Feiten over buitenlandse studenten graag!

08 maart 2018Leestijd: 2 minuten
Nederlandse studenten vrezen voor hun plek in de collegezaal. Foto: Ronald van den Heerik

Buitenlandse studenten komen in groeiende aantallen naar Nederland, maar de universiteiten, hogescholen en overheid zijn schimmig over de voor- en nadelen. Dat mag zo niet doorgaan.

Moeten Nederlandse studenten voortaan met buitenlandse studenten concurreren om een plaatsje in de collegezaal? Is het nodig om al die colleges in het Engels te geven? Wat verdienen universiteiten eigenlijk aan Chinezen? Hoeveel kost het de Nederlandse samenleving om  studenten van overal uit Europa op te leiden?

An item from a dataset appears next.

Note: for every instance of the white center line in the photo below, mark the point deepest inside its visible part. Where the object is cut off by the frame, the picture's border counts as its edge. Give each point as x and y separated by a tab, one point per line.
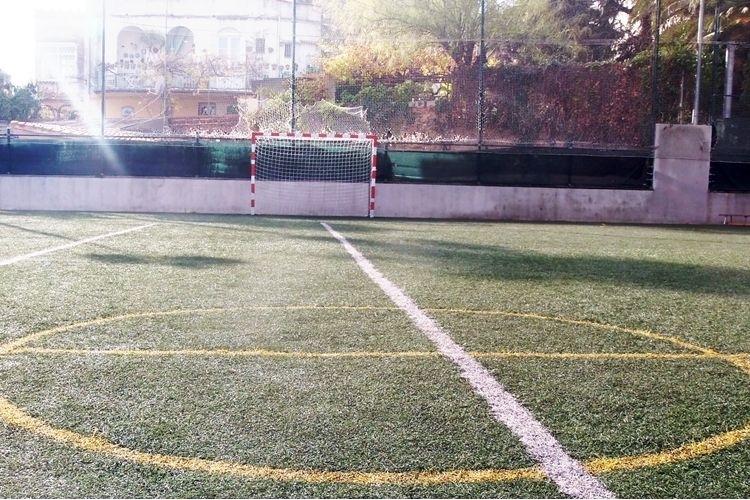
569	475
27	256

Vragen genoeg, maar antwoorden ho maar. Uit naam van het hoge ideaal van ‘internationalisering’ werven hogescholen en universiteiten actief buitenlandse studenten, maar tegelijk boren ze daarmee nieuwe bronnen van inkomsten aan.

Buitenlandse studenten

Lees de berekening door Arthur van Leeuwen van kosten en baten internationalisering universiteiten

Het probleem: zelfs in de jaarverslagen is niets te vinden over de kosten en baten. En uit Den Haag komen slechts vrome ‘bezorgde geluiden’ over de gevolgen voor Nederlandse studenten.

Hoe omvangrijk inmiddels de deelname van buitenlandse studenten is, laat vandaag de Volkskrant zien op basis van cijfers van de Nuffic – de organisatie die internationalisering bevordert en faciliteert. Met onder meer de uitkomst dat er bijna 90.000 buitenlandse studenten zijn, en dat die bij 210 studies een meerderheid vormen.

Europese studenten kosten 300 miljoen euro per jaar

Elsevier Weekblad dook eerder (lees: Cadeautje voor Europa) in alle beschikbare cijfers en berekende dat alleen de universiteiten al in 2016 ruim 112 miljoen euro binnenhaalden met studenten van buiten Europa.

En dat de Europese studenten inmiddels een kostenpost zijn van 300 miljoen euro per jaar. Maar daarover heerst een diep stilzwijgen.

Hoog tijd voor openheid dus. Dat is in het belang van Nederlandse studenten, van de belastingbetaler en uiteindelijk van de hogescholen en universiteiten zelf als die geloofwaardige pleitbezorgers willen blijven van het eigen hoge ideaal. Internationalisering? Graag met droge ogen en de boekhouding op tafel.